Let’s Get Back To Basics

Daily Observer

February 2, 1081

 

The latest fad is the assumption that increased medical costs are bad for the country. As a result we have organizations like the PSERO Professional Review Organizations) and hospital cost containment legislation, aimed at rationing health care. An editorial in the New England Journal of Medicine (December 27, 1979) seeks ways to de crease medical costs by limiting the use of technology.

 

The health care system is one of the nation’s largest employers, a dependable source of jobs. Health care is a low energy industry and its energy consumption would be lower still were the nation to construct a proper transportation system. The cost/benefit ratios cannot be determined in health care, because they deal with philosophic imponderables such as the value of life itself.

 

The doctor’s contract is with the patient. The doctor is supposed to solve the problem of the patient and not those of the community. The fact that the economy has been mismanaged should be the major concern of the parsimonious social scientists. A well-managed economy can afford patient care.

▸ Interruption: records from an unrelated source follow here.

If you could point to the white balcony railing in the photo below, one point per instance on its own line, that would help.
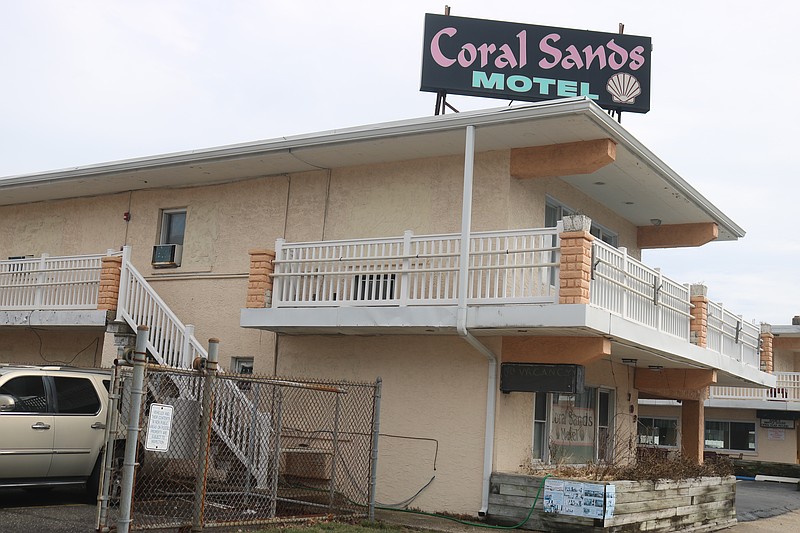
(786, 390)
(504, 267)
(50, 283)
(728, 334)
(515, 266)
(628, 288)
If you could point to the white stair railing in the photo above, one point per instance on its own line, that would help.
(173, 344)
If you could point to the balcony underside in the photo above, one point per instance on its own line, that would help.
(53, 318)
(628, 339)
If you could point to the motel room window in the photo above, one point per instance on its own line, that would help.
(730, 435)
(244, 366)
(654, 431)
(577, 429)
(539, 426)
(555, 211)
(173, 226)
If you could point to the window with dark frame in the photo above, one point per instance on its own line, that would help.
(173, 226)
(730, 435)
(655, 431)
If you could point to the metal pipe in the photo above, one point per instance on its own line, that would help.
(336, 419)
(207, 412)
(132, 437)
(108, 451)
(373, 474)
(461, 322)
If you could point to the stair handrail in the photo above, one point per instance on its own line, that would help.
(178, 348)
(169, 341)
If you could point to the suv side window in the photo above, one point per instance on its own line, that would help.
(29, 393)
(76, 396)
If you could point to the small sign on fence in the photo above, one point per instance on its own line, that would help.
(159, 427)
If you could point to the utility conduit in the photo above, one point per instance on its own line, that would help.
(461, 323)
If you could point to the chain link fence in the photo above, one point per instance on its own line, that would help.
(225, 450)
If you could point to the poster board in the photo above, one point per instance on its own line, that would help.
(575, 498)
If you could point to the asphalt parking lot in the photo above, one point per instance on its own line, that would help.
(61, 510)
(68, 510)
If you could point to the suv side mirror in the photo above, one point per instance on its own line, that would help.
(7, 403)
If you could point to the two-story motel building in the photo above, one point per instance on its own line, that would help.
(429, 252)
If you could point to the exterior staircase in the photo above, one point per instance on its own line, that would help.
(237, 421)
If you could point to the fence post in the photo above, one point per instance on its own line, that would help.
(207, 411)
(376, 422)
(278, 410)
(112, 418)
(336, 419)
(186, 358)
(132, 438)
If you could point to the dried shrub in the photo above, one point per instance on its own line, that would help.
(651, 464)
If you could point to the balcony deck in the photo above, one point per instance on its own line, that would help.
(409, 285)
(51, 291)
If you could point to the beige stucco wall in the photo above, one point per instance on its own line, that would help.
(784, 360)
(433, 388)
(62, 346)
(65, 227)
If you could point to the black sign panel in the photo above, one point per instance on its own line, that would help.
(777, 415)
(531, 377)
(513, 61)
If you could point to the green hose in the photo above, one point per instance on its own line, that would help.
(475, 524)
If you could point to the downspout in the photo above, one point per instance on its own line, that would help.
(461, 321)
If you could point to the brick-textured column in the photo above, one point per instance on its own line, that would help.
(108, 295)
(575, 275)
(259, 285)
(766, 348)
(698, 329)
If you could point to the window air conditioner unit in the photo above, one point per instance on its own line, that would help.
(167, 255)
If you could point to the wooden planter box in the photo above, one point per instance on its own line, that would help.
(705, 504)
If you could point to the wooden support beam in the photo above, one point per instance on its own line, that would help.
(556, 350)
(568, 159)
(676, 235)
(693, 429)
(675, 383)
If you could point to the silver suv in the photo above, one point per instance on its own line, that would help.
(52, 425)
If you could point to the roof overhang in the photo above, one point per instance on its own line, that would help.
(637, 185)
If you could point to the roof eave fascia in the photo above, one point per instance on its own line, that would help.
(670, 176)
(292, 143)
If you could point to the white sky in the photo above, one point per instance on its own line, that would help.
(94, 81)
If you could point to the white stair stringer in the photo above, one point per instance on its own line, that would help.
(236, 420)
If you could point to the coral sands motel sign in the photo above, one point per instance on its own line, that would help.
(523, 62)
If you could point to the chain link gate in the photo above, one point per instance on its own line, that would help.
(275, 450)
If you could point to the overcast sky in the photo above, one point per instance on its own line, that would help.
(95, 81)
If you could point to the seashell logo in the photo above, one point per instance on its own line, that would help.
(623, 88)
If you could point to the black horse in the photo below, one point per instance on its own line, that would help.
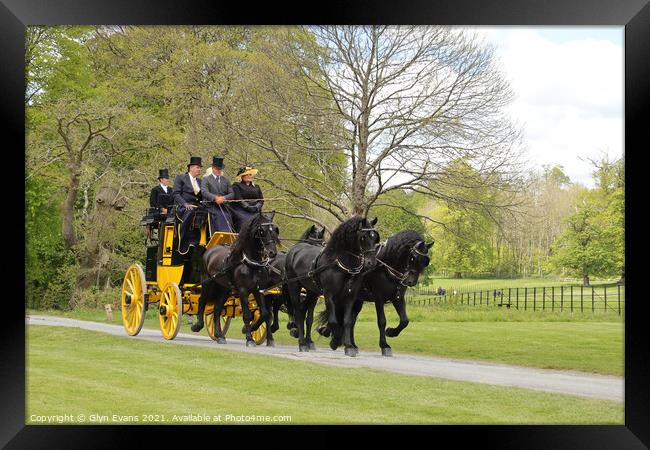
(400, 261)
(332, 271)
(277, 302)
(244, 268)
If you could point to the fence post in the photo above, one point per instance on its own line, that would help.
(517, 296)
(525, 298)
(582, 301)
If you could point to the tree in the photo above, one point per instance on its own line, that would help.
(402, 103)
(586, 247)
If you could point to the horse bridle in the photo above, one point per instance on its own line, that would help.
(401, 276)
(266, 261)
(357, 270)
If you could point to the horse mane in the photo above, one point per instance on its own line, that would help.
(306, 234)
(245, 234)
(398, 246)
(343, 237)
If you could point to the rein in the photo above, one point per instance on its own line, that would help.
(399, 276)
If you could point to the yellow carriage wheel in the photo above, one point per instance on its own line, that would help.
(258, 335)
(170, 310)
(133, 299)
(209, 324)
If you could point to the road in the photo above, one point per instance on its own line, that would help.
(556, 381)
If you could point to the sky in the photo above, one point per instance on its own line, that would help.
(569, 92)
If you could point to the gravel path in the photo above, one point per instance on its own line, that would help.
(557, 381)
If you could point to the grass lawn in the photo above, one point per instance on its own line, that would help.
(546, 340)
(72, 371)
(475, 284)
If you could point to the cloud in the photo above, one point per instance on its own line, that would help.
(569, 94)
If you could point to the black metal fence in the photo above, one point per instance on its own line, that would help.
(583, 299)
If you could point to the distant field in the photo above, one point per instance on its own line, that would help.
(525, 294)
(591, 343)
(87, 374)
(472, 284)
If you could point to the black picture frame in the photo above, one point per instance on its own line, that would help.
(633, 14)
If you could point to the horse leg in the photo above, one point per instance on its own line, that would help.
(299, 312)
(274, 306)
(400, 307)
(265, 317)
(247, 316)
(348, 306)
(310, 304)
(207, 291)
(216, 317)
(381, 324)
(356, 309)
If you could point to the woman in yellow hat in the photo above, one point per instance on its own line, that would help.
(250, 193)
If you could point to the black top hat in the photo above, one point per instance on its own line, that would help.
(246, 170)
(195, 160)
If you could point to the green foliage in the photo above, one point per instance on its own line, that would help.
(46, 256)
(593, 243)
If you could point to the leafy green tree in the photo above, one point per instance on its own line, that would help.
(588, 246)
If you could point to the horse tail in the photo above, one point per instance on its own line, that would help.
(321, 318)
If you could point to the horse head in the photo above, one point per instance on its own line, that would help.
(368, 239)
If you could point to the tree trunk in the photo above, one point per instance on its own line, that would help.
(68, 210)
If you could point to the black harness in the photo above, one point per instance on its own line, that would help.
(396, 274)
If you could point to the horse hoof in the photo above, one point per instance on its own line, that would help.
(351, 352)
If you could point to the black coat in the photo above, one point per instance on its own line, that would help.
(184, 192)
(157, 201)
(244, 191)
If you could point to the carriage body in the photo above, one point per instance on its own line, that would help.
(171, 280)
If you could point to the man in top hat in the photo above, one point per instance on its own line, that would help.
(187, 196)
(216, 188)
(248, 195)
(156, 200)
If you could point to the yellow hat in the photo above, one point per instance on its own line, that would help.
(247, 170)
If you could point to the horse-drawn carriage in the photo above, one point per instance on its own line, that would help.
(171, 280)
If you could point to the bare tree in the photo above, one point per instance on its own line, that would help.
(400, 103)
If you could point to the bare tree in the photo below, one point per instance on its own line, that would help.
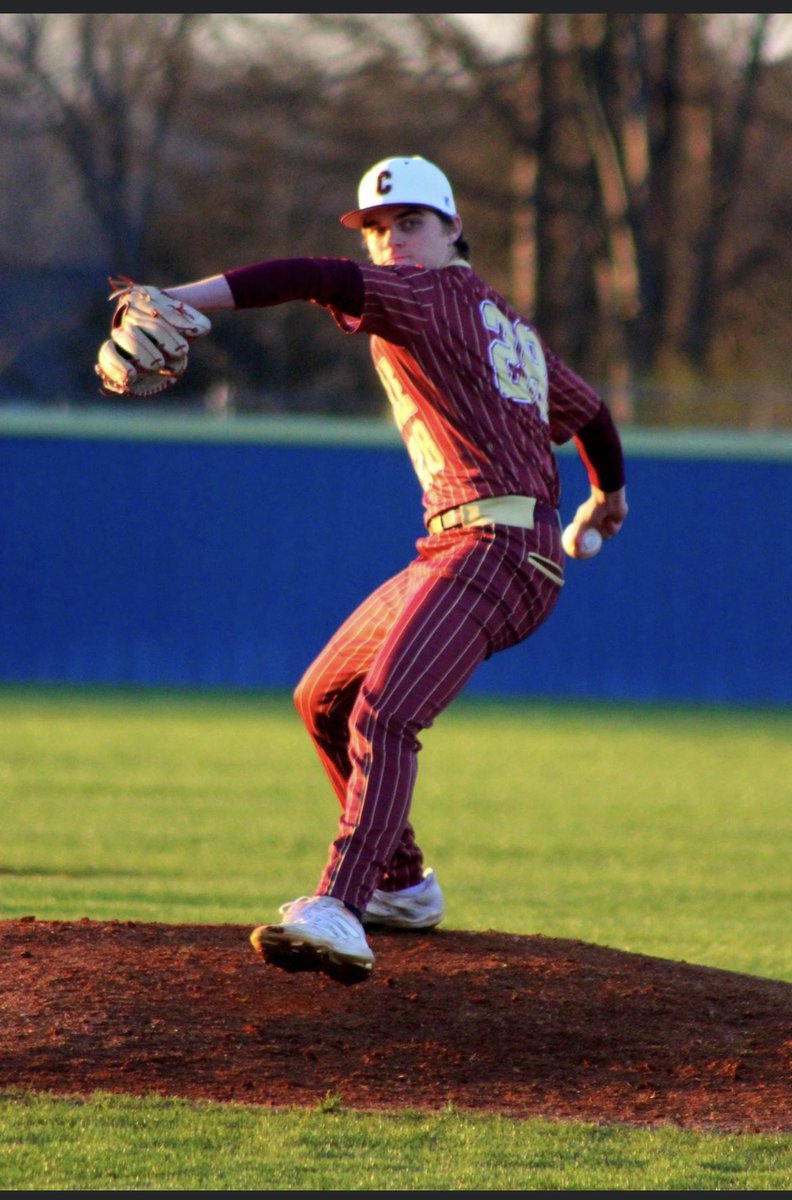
(105, 89)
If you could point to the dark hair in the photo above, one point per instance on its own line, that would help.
(462, 249)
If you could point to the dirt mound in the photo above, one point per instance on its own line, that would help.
(525, 1026)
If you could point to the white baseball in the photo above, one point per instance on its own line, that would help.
(586, 546)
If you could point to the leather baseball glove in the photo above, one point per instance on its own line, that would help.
(150, 337)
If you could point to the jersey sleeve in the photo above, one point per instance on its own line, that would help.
(333, 283)
(571, 401)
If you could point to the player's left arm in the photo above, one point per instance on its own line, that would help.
(599, 445)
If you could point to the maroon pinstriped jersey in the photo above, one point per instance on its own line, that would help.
(478, 397)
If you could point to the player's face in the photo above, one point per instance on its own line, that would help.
(407, 237)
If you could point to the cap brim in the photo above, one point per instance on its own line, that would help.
(354, 219)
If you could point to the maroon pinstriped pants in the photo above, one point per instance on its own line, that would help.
(397, 661)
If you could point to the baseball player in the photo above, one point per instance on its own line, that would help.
(480, 401)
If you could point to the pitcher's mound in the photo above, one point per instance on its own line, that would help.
(523, 1026)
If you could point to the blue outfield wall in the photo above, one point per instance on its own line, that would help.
(185, 552)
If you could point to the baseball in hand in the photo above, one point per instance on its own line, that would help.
(588, 544)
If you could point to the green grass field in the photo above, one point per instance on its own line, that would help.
(648, 829)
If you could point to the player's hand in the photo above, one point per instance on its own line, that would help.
(604, 511)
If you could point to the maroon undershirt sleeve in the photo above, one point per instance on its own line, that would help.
(600, 449)
(330, 282)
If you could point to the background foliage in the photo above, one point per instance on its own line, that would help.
(623, 177)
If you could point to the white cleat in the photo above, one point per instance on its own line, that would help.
(417, 907)
(317, 934)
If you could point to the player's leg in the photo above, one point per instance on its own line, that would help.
(466, 603)
(325, 697)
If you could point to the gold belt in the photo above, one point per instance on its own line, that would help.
(517, 510)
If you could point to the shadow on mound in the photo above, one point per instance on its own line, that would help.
(490, 1021)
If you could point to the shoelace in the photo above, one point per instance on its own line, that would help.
(286, 909)
(328, 918)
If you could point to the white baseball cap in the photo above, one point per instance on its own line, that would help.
(402, 181)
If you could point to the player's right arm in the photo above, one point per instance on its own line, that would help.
(330, 282)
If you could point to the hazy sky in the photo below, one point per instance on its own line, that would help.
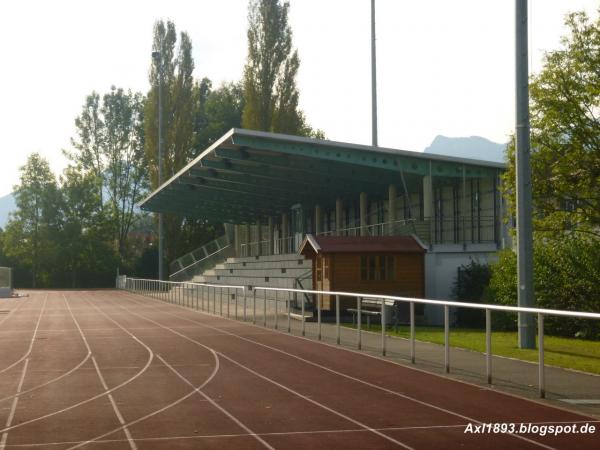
(444, 67)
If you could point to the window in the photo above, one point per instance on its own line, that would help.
(319, 269)
(377, 268)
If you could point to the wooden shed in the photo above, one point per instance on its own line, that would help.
(392, 265)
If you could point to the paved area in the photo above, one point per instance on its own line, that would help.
(112, 369)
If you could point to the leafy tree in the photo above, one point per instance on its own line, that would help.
(125, 172)
(565, 128)
(180, 99)
(87, 258)
(110, 148)
(219, 110)
(471, 286)
(30, 235)
(270, 91)
(89, 144)
(566, 276)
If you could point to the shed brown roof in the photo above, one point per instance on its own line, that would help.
(362, 244)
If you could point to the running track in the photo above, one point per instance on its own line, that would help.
(115, 370)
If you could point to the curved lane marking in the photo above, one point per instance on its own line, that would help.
(53, 380)
(95, 397)
(99, 373)
(281, 386)
(37, 325)
(350, 377)
(164, 408)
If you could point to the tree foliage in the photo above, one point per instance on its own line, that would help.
(109, 147)
(471, 286)
(566, 276)
(565, 134)
(270, 91)
(28, 235)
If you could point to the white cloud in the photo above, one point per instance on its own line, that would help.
(443, 67)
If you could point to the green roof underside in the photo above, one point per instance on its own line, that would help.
(249, 175)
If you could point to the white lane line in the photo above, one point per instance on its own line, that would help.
(14, 310)
(104, 385)
(267, 434)
(37, 325)
(216, 405)
(39, 386)
(281, 386)
(115, 407)
(90, 399)
(164, 408)
(358, 380)
(13, 408)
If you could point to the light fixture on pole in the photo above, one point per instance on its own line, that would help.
(523, 181)
(161, 238)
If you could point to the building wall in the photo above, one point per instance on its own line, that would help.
(441, 267)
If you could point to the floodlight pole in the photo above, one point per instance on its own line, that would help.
(523, 182)
(161, 236)
(373, 77)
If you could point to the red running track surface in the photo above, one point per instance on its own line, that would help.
(115, 370)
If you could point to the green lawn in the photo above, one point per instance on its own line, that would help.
(570, 353)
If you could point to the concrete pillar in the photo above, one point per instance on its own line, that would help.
(392, 194)
(428, 212)
(236, 240)
(285, 233)
(271, 237)
(363, 214)
(318, 219)
(258, 237)
(248, 238)
(338, 216)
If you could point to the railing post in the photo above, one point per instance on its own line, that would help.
(265, 310)
(542, 381)
(488, 345)
(446, 338)
(221, 301)
(319, 300)
(383, 348)
(412, 332)
(289, 313)
(228, 301)
(358, 323)
(302, 309)
(337, 319)
(254, 305)
(276, 308)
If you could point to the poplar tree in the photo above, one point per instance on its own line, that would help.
(270, 92)
(179, 103)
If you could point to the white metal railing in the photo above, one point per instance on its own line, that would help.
(201, 259)
(198, 296)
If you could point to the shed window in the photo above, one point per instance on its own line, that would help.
(377, 268)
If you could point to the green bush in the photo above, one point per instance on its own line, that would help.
(471, 285)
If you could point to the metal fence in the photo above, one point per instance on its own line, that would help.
(251, 303)
(201, 259)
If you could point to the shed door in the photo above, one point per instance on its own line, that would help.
(323, 272)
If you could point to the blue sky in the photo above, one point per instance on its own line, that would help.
(443, 67)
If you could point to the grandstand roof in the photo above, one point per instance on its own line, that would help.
(247, 175)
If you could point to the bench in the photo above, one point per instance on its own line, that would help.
(366, 312)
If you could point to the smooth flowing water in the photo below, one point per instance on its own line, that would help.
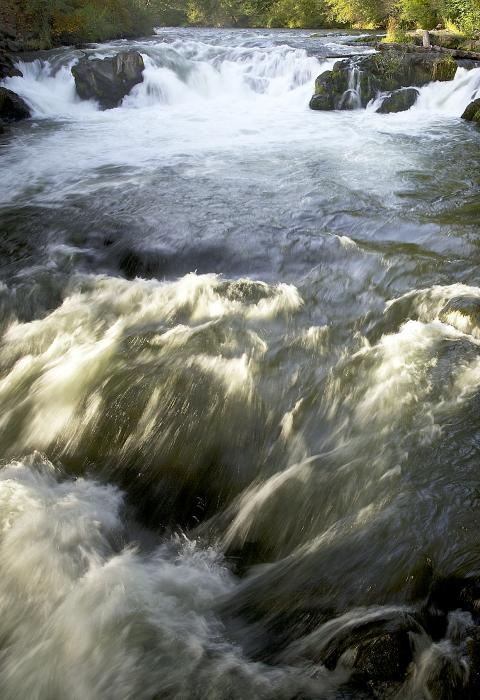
(239, 375)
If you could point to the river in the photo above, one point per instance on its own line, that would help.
(239, 376)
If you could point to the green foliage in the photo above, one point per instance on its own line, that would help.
(463, 14)
(45, 23)
(396, 33)
(423, 13)
(49, 22)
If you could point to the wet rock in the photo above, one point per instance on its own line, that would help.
(445, 674)
(108, 80)
(386, 71)
(7, 67)
(330, 87)
(379, 646)
(399, 101)
(12, 107)
(472, 113)
(385, 657)
(447, 594)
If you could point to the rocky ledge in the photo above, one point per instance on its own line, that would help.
(108, 80)
(354, 82)
(12, 107)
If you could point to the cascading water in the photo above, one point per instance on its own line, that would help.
(240, 370)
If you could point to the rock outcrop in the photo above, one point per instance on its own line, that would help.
(472, 113)
(108, 80)
(12, 107)
(355, 82)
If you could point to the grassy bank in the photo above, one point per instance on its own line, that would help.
(45, 23)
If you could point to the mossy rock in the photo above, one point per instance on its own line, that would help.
(12, 107)
(387, 71)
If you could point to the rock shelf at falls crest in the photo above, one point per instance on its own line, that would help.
(239, 374)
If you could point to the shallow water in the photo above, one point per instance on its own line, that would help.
(240, 374)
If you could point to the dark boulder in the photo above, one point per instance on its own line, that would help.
(12, 107)
(7, 67)
(355, 82)
(398, 101)
(108, 80)
(472, 113)
(384, 657)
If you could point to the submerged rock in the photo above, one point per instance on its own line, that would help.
(355, 82)
(399, 101)
(12, 107)
(7, 67)
(108, 80)
(472, 113)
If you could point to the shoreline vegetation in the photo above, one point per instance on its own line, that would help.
(44, 24)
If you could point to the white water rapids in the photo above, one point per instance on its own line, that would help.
(239, 379)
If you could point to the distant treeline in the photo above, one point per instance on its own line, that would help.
(44, 23)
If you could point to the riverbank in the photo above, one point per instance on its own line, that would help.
(241, 340)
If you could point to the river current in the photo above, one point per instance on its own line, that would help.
(239, 374)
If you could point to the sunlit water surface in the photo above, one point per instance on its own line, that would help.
(240, 370)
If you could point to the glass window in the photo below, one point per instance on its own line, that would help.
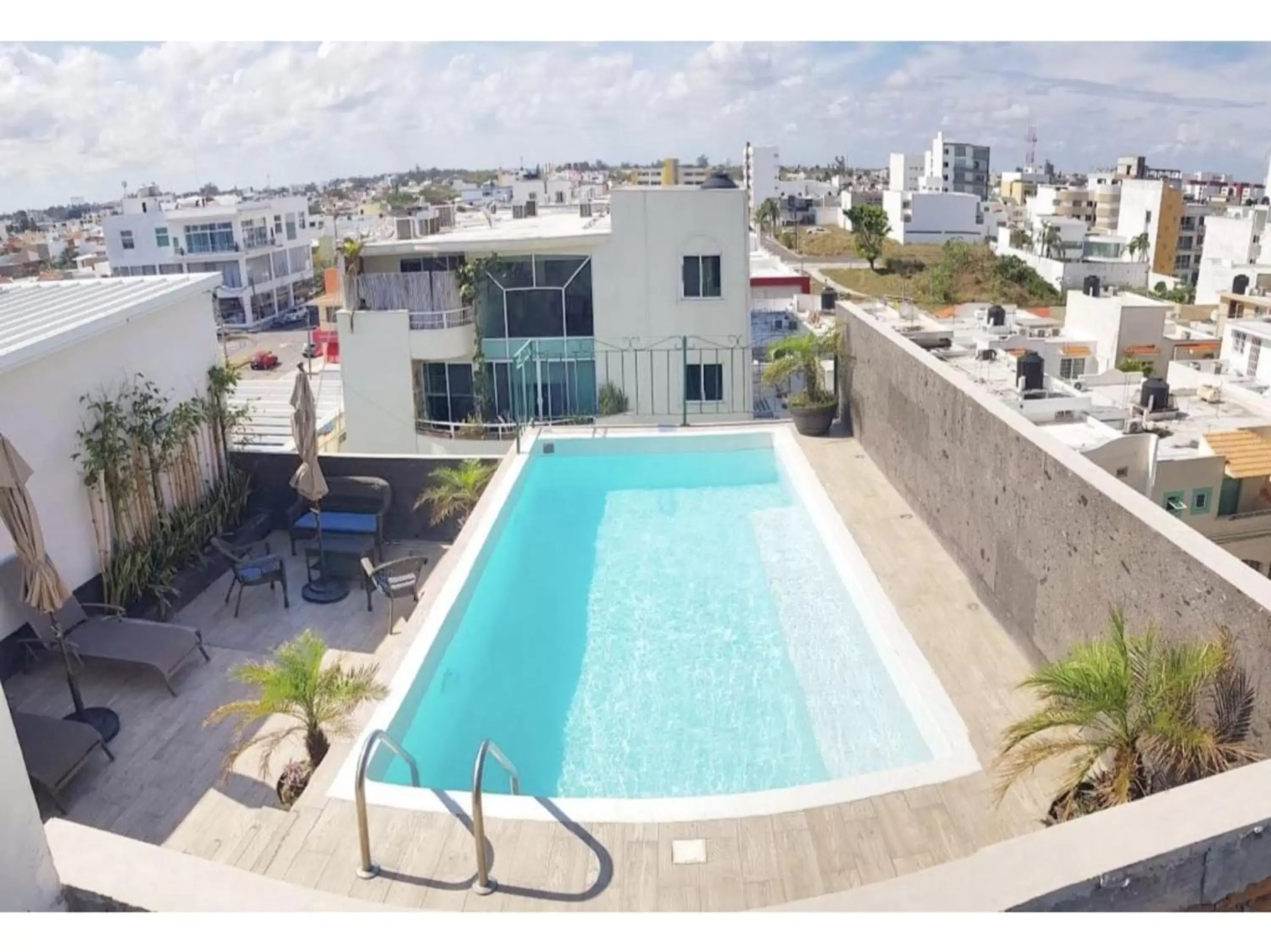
(702, 276)
(703, 382)
(536, 312)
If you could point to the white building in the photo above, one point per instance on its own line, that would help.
(260, 248)
(933, 218)
(1236, 243)
(571, 303)
(956, 167)
(904, 171)
(64, 340)
(760, 169)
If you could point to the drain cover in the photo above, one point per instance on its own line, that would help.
(684, 852)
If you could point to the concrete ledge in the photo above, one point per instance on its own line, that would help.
(105, 872)
(1190, 846)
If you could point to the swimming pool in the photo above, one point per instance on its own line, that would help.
(660, 620)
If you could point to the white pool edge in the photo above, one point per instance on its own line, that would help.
(924, 697)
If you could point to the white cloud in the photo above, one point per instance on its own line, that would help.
(78, 120)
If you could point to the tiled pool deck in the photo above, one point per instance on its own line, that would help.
(162, 787)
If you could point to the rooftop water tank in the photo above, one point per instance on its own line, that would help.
(1154, 396)
(1032, 370)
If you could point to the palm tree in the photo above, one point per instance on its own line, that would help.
(455, 490)
(351, 256)
(294, 683)
(768, 211)
(801, 354)
(1133, 716)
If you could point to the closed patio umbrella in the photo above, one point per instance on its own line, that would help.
(309, 482)
(42, 587)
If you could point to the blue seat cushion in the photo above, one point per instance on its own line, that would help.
(339, 523)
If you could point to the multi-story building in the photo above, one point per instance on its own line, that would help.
(261, 249)
(935, 218)
(956, 167)
(904, 171)
(672, 173)
(760, 169)
(1236, 244)
(1175, 228)
(651, 299)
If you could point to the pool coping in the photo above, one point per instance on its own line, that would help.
(917, 683)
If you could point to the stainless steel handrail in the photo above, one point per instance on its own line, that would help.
(368, 870)
(485, 885)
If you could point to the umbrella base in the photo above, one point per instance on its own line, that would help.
(105, 721)
(325, 590)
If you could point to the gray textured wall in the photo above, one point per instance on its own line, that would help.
(1049, 540)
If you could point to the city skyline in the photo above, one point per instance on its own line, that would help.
(79, 120)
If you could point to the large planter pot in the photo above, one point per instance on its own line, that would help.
(814, 421)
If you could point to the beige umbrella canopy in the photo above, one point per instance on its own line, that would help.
(42, 587)
(308, 480)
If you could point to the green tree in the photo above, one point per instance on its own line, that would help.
(801, 354)
(870, 228)
(294, 683)
(768, 211)
(1132, 716)
(455, 491)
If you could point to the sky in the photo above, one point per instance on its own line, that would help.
(79, 120)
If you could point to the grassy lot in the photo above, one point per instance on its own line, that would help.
(952, 274)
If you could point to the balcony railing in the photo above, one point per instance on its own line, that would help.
(440, 319)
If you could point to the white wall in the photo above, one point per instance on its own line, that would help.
(935, 218)
(28, 880)
(41, 412)
(637, 280)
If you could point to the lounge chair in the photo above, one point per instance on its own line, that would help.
(248, 570)
(111, 636)
(397, 578)
(55, 750)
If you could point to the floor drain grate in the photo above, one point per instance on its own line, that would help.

Doctors have been brainwashed into caring about costs, when all we should be caring about is patients. Every regulation and plan that evolves to save medical dollars somehow cuts back on patient care.

 

There are about seven thousand hospitals in the nation. Seven thousand then is our multiplier. If each hospital eliminated its public relations department (average cost probably about $100,000 yearly for each hospital spread out on the per diem hospital costs) would save about $700,000 million dollars.

 

If the JCAH (Joint Commission for the Accreditation of Hospitals) would relax its requirements on the medical records section of each hospital probably another billion dollars could be saved annually. (More attention is paid to patient records than to patients)

 

The cost/benefit ration of medical records is zilch (zero). It is mainly for lawyers. Proper admission and discharge notes on the charts are all that are needed since laboratory results, x-ray reports kegs etc are automatically placed on the chars and copies kept in their respective departments. I would rather than several signatures were omitted on a chart than a calcium or phosphorus on a lab sheet. Despite the fact that the “patient worth” of the latter is negligible at least when normal, it rules out a category of disease and eliminates uncertainty. A forgotten signature on a chart does no harm, and a signature added after discharge does no good. In fact the entire chart is tidied up after the patient leaves the hospital. This is known a covering up or plugging leaks and the price is exorbitant. (Doctors forced back to record room to tidy up the chart)

 

Another extravagance that should be mention and considered is the hidden cost entailed in the “semi-private” hospital room. First it is not semi-private, it is semi-public. Secondly it necessitates the transfer of patients from room to room matching males and females, youngsters and the dying etc. The actuarial cost of each transfer in an average hospital is $50. Even in small hospitals there are about 30 moves a day ($1500 x 365). For 7000 hospitals this adds up to 3.5 billion annually which appears on per diem charges.

 

Hospitals composed mainly of private rooms and wards (“units” is the current euphemism) would eliminate this expense. Thus proper hospital planning and reduction of unnecessary services could save the nation six or seven billion annually and make the new technologies affordable.

 

We should be concentrating on patient care, but somehow our heads have been turned. Our attention has been diverted from the immediate care of patients to the costs of that care. I think its time to get back to basics.